If you're a typical American, you probably consume between 25 and 35 micrograms (mcg) of chromium a day. The Estimated Safe and Adequate Daily Dietary Intake--which experts use when they don't have enough information to set a Recommended Dietary Allowance (RDA)--is 50 to 200 mcg. But getting less than that isn't necessarily bad.

"There's been a long debate over whether we have enough good information about chromium needs to even set a specific range of intake," says Xavier Pi-Sunyer of the Nutrition Research Center at St. Luke's-Roosevelt Hospital Center in New York. "Nobody knows what the numbers should be. It's pretty arbitrary."

Complicating the picture, says Pi-Sunyer, is that "there's probably a reservoir of extra chromium in the body, although it's unclear where."
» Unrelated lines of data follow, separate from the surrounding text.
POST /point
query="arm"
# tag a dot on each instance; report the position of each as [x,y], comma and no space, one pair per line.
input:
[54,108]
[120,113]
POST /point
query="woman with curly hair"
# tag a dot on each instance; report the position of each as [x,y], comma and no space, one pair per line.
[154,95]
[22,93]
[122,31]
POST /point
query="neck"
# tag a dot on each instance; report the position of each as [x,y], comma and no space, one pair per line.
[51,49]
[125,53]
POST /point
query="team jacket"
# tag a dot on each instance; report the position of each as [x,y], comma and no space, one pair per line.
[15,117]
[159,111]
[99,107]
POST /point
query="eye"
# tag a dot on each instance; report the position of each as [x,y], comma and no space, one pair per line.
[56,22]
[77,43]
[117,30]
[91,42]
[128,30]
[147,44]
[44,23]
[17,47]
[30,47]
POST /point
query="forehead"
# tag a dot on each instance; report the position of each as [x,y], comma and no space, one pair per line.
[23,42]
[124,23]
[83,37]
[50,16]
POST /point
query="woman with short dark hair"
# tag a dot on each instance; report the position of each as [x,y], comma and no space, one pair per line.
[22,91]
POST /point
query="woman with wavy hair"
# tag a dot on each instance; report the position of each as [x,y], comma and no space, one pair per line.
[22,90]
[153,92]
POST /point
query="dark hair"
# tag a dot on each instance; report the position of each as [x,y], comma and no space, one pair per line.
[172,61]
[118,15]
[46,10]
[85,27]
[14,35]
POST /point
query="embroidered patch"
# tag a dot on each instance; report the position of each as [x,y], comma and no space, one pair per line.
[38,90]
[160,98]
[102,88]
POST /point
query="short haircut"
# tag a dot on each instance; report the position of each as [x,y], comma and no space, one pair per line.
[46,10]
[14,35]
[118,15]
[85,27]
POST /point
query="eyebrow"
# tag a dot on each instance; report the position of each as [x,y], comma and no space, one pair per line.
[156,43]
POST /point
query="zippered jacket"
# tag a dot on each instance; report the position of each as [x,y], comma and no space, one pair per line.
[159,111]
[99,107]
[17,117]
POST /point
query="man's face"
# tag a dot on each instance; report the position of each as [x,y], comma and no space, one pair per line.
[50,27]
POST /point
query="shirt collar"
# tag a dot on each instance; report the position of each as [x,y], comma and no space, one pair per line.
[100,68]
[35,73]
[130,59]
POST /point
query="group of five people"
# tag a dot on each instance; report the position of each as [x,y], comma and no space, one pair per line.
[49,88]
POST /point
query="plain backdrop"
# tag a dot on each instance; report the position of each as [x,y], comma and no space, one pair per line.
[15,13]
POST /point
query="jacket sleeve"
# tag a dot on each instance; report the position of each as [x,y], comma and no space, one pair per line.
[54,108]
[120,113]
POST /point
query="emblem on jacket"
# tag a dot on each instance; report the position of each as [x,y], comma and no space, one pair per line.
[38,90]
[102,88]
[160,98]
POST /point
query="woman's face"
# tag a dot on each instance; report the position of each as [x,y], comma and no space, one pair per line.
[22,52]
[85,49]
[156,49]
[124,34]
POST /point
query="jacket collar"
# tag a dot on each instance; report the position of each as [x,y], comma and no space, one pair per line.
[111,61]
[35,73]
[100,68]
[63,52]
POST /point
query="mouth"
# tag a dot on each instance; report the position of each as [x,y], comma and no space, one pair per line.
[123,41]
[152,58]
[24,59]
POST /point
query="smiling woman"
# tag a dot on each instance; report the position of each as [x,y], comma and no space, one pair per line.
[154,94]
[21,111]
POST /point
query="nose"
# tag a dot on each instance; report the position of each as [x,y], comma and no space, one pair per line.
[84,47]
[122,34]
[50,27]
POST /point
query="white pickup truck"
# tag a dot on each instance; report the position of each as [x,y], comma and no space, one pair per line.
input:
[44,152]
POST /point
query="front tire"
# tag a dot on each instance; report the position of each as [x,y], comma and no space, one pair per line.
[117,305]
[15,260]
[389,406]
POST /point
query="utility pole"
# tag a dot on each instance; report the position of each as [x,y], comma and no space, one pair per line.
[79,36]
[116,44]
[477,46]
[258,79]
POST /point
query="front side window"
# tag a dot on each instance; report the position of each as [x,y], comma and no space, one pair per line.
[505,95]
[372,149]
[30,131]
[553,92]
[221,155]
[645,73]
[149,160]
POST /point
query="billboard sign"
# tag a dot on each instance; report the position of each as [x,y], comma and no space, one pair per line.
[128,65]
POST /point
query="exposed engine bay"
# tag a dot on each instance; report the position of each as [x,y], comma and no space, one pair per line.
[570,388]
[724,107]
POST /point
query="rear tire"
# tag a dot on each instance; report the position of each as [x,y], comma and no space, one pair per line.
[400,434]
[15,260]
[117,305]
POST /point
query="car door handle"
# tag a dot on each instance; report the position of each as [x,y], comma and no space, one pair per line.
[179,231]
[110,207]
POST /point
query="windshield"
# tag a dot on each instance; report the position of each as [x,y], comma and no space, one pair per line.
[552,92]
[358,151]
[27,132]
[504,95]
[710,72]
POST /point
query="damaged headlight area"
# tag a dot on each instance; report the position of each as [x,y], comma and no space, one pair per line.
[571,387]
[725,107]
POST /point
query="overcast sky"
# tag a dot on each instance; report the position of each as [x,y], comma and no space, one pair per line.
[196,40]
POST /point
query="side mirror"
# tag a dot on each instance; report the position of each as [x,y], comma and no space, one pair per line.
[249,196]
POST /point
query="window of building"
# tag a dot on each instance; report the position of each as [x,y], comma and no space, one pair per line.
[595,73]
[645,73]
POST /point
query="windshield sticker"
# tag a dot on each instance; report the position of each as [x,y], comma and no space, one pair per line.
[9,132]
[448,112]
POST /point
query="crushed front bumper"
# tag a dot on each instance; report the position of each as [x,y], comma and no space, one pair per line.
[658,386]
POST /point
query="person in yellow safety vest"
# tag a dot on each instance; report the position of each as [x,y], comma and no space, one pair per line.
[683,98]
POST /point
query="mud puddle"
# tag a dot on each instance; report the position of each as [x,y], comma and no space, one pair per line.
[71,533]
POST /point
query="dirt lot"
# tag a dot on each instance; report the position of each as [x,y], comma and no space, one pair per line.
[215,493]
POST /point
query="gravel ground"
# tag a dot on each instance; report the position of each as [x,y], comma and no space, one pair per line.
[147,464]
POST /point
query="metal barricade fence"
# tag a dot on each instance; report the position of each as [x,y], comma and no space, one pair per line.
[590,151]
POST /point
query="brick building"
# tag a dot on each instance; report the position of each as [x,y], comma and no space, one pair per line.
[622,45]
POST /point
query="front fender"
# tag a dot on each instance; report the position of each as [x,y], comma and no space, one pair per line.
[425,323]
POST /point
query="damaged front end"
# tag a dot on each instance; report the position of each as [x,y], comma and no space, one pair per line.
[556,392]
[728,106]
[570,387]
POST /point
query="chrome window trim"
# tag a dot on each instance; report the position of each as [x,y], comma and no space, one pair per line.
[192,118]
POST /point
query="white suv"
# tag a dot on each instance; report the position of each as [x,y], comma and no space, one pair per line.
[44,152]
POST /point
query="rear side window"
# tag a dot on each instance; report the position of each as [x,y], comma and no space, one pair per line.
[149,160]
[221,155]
We also pick up the mineral from the air and the water supply. "It's everywhere," he says. "There's even chromium in canned foods, because it leaches out of stainless steel cans." And, if you're deficient, your body absorbs more of the chromium you take in, he adds.
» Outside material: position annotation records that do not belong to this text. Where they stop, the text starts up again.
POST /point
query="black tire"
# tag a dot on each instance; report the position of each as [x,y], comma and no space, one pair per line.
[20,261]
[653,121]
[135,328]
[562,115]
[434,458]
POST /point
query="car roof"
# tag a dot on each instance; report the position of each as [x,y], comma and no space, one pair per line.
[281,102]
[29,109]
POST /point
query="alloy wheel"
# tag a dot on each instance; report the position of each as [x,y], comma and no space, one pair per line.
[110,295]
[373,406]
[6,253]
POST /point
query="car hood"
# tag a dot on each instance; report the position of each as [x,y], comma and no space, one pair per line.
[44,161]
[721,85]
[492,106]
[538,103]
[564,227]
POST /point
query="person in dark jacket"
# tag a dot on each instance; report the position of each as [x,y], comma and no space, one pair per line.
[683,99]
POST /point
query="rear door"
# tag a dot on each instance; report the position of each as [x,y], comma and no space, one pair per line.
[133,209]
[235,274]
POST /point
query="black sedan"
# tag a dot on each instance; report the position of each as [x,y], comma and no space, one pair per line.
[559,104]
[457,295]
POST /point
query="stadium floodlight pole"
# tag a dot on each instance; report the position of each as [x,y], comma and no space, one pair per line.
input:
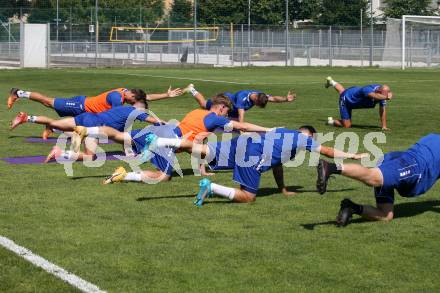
[195,32]
[287,30]
[372,33]
[96,33]
[249,32]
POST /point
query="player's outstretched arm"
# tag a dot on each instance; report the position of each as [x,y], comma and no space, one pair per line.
[278,174]
[291,96]
[383,117]
[334,153]
[249,127]
[171,93]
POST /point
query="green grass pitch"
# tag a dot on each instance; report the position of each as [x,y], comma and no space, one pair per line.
[138,237]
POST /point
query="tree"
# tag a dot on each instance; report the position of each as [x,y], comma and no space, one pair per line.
[397,8]
[181,12]
[342,12]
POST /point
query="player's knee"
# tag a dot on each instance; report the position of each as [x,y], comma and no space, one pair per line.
[388,216]
[48,103]
[346,123]
[245,197]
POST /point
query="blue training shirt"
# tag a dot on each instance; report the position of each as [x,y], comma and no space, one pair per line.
[117,117]
[357,97]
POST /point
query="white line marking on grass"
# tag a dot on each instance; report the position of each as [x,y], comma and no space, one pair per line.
[49,267]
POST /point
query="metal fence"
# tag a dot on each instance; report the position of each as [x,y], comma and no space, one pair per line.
[233,45]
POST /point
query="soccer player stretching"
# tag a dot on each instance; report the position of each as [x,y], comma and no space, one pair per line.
[359,98]
[241,100]
[411,173]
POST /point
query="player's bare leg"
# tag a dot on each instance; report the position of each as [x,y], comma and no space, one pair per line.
[65,124]
[370,176]
[337,86]
[81,132]
[198,96]
[383,212]
[208,189]
[342,123]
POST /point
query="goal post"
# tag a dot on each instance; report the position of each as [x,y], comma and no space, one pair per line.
[167,35]
[419,19]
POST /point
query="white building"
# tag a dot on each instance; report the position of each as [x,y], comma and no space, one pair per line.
[378,6]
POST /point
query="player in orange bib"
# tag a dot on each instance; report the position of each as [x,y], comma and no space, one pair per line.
[93,104]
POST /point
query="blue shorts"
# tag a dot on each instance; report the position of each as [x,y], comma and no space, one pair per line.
[88,120]
[233,113]
[344,109]
[69,107]
[401,172]
[248,177]
[163,158]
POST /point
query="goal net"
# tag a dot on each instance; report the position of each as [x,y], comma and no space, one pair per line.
[413,41]
[163,35]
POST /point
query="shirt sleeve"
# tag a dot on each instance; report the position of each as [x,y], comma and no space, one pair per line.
[114,99]
[213,121]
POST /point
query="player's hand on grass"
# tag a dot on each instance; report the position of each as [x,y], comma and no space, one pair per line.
[174,92]
[291,96]
[287,193]
[204,173]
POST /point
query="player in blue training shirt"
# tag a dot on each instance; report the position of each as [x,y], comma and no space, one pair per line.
[411,173]
[194,126]
[249,156]
[117,117]
[241,100]
[359,98]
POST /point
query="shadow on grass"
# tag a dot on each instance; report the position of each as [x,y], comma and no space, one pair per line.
[402,210]
[366,126]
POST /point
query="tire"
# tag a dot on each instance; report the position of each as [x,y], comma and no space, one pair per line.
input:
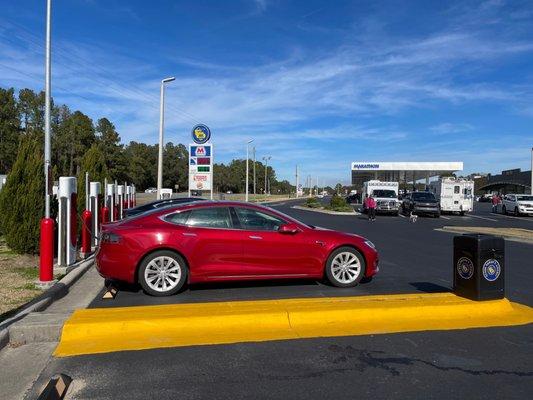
[172,282]
[353,260]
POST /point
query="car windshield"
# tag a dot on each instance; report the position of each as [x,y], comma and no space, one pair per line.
[390,194]
[423,196]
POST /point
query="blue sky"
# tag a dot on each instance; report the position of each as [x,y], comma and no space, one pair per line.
[315,83]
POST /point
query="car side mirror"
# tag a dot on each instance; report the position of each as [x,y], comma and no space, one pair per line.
[289,228]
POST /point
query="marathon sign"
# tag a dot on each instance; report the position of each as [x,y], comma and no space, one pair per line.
[200,167]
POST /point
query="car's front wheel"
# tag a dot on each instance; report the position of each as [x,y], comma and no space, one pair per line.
[345,267]
[163,273]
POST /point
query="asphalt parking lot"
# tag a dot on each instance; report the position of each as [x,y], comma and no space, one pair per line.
[474,363]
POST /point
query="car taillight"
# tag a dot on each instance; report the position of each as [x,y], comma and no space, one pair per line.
[109,237]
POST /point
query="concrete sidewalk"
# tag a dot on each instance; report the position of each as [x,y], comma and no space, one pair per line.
[34,338]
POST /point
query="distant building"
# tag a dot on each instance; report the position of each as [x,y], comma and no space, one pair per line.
[509,181]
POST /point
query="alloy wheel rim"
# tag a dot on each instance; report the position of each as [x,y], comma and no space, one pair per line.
[346,267]
[162,274]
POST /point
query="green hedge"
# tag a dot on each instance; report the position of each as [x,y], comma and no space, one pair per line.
[22,198]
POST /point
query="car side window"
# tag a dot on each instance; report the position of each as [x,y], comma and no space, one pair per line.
[210,217]
[258,221]
[178,218]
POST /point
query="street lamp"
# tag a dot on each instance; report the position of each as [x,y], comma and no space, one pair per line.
[161,126]
[265,159]
[46,254]
[247,158]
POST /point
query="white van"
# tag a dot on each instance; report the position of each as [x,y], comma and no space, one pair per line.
[454,195]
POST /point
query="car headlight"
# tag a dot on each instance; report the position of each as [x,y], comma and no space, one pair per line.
[370,244]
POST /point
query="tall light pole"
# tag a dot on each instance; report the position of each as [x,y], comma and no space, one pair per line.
[247,169]
[265,159]
[253,149]
[161,127]
[46,254]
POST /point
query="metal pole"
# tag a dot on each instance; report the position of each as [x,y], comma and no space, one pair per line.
[86,190]
[161,128]
[47,95]
[531,171]
[254,170]
[246,199]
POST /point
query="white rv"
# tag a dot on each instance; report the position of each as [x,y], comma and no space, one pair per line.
[385,194]
[455,195]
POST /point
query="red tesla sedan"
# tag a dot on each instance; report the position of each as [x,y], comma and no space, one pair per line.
[221,241]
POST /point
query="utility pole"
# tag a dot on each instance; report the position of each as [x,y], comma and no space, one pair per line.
[247,169]
[253,149]
[265,159]
[297,180]
[46,256]
[161,128]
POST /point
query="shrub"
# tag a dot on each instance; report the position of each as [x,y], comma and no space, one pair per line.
[22,198]
[312,202]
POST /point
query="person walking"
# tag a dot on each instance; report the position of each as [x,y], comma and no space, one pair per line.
[495,202]
[371,207]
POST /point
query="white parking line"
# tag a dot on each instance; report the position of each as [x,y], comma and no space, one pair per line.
[485,218]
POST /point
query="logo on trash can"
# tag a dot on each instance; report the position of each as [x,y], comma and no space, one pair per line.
[491,270]
[465,268]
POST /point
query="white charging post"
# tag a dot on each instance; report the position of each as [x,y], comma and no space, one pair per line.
[94,197]
[67,238]
[110,201]
[120,201]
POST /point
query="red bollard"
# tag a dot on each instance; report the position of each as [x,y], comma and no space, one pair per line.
[104,215]
[86,218]
[46,257]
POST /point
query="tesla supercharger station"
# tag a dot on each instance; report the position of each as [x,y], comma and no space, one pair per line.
[129,196]
[120,201]
[94,196]
[110,200]
[67,221]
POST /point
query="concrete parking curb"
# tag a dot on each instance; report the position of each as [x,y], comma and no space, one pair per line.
[44,300]
[354,213]
[91,331]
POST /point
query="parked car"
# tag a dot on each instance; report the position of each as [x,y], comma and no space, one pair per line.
[222,241]
[421,203]
[517,204]
[130,212]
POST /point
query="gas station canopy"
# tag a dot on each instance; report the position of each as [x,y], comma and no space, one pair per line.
[363,171]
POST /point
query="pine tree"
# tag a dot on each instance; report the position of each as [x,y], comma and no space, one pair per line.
[9,129]
[22,198]
[92,162]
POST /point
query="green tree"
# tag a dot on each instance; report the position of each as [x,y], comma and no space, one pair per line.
[110,141]
[92,162]
[22,198]
[9,129]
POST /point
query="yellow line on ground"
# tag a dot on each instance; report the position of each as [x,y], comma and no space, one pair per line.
[102,330]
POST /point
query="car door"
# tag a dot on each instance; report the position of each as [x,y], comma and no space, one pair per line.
[210,243]
[267,252]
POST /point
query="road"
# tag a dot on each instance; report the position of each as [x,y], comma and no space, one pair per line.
[475,363]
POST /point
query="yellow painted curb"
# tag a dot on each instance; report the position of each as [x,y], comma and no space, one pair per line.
[102,330]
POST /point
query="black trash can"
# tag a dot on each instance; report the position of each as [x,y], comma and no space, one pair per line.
[479,266]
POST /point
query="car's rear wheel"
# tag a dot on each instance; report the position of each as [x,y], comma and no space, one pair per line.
[163,273]
[345,267]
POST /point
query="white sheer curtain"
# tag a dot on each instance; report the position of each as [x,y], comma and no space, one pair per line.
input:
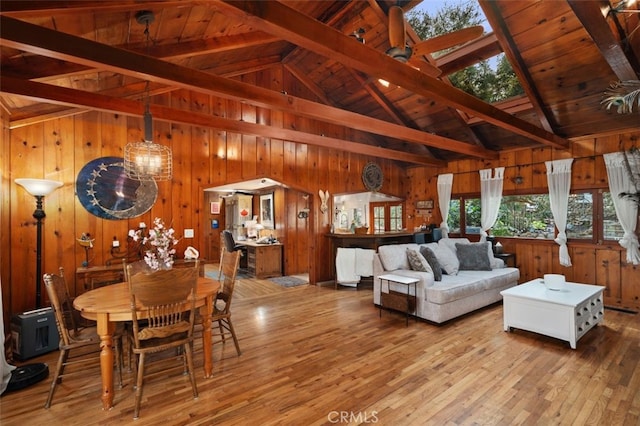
[490,199]
[626,210]
[5,367]
[559,180]
[445,183]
The bottom line: While most people probably get enough chromium, it wouldn't hurt to take a multi-vitamin-and-mineral supplement that contains at least 25 mcg.

* Chromium won't help you lose weight or build muscle.
* if you're glucose-intolerant and not getting enough chromium from your diet, taking 200 mcg a day may help lower your blood sugar.
* Don't waste your money on designer formulations like chromium picolinate or chromium polynicotinate. They're no better than the ordinary chromium that's found in foods and most supplements.
* The best sources of chromium are whole grains, fruits, and vegetables.